I have spent 18 years being a driven, career focussed, ladder climbing, corporate junkie. I set large goals and I achieved them. Every step of the way I have worked to prove myself, get a promotion, make more money, be recognised for the work I do. This project is reasonably large for the company I work for and normally it would give me a thrill to be working on something I could be acknowledged for, recognised as part of the reason for its success.
And yet, that means less and less to me now.

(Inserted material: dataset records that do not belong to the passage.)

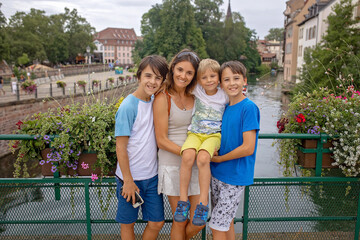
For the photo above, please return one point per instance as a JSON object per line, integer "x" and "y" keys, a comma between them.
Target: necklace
{"x": 183, "y": 106}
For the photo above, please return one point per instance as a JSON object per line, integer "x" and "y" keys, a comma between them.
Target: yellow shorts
{"x": 200, "y": 141}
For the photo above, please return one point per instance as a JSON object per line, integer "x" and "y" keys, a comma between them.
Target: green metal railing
{"x": 277, "y": 208}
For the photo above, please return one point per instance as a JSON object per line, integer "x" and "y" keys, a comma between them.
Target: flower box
{"x": 308, "y": 160}
{"x": 85, "y": 166}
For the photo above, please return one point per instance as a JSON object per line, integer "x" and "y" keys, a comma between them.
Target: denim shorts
{"x": 152, "y": 209}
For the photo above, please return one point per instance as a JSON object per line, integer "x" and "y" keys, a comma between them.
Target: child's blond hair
{"x": 206, "y": 64}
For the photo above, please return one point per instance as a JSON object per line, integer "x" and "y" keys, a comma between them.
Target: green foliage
{"x": 81, "y": 83}
{"x": 176, "y": 24}
{"x": 56, "y": 38}
{"x": 338, "y": 54}
{"x": 79, "y": 127}
{"x": 322, "y": 111}
{"x": 23, "y": 60}
{"x": 275, "y": 34}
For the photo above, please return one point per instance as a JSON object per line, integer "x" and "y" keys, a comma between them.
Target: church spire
{"x": 228, "y": 14}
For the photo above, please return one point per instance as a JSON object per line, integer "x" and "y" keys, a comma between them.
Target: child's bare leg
{"x": 203, "y": 163}
{"x": 187, "y": 161}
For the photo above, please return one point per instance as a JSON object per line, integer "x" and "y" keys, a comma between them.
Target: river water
{"x": 265, "y": 92}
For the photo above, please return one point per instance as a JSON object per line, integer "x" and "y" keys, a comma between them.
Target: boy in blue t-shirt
{"x": 136, "y": 151}
{"x": 233, "y": 169}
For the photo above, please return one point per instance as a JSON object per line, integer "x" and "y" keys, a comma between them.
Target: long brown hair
{"x": 183, "y": 55}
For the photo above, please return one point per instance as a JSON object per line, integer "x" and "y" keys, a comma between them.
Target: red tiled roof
{"x": 112, "y": 35}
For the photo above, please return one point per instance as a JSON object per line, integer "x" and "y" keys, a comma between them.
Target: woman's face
{"x": 184, "y": 73}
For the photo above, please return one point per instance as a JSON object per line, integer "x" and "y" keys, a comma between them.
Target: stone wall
{"x": 12, "y": 112}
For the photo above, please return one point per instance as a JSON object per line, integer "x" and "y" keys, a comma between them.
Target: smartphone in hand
{"x": 138, "y": 199}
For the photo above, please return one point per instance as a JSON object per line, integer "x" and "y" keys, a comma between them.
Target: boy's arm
{"x": 129, "y": 186}
{"x": 246, "y": 149}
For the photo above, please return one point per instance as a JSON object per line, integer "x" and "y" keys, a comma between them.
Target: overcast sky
{"x": 260, "y": 15}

Instead of feeling like I want to take this latest project and tout it to the industry as evidence of my experience, plastering it all over my CV, I feel more like I can now pack up the pieces of my career and stack them in boxes ready to ship off to a random place, in the hope they find their way to someone who can make use of them.
‘The plan’ was altered for this project. We intended to get pregnant in December last year. But with incentive, and obligation, we added 6 months to the timeline and I committed to doing the best possible job at on this implementaton before preparing for the job at home.
The identity I spent those 18 years building is changing and most days I am excited about becoming who I know I will become as a mother. Other days I struggle with it and can’t reconcile the fact that I worked so hard to be someone, who no longer interests me. I question whether I will be happy without the corporate climb, without the constant strive for advancement. What will define me? Where will I recognise my value?
While I know the answers to these questions intellectually, fully grasping them emotionally is taking a little more effort than I expected.
Becoming a mother isn’t the only career change I will be making on the day I leave my office for the last time but it is the catalyst and from the spring board of newly instated parenthood, I will be exploring other new territories around earning an income. New territory that will allow me to be the mother I want to be, to be the person I want to be.
More about that later but for this moment, the I reflect on the dreams of a 20 year old, that are slowly coming to close as I awake as my 30 year old self and begin constructing a reality of all new possibilities.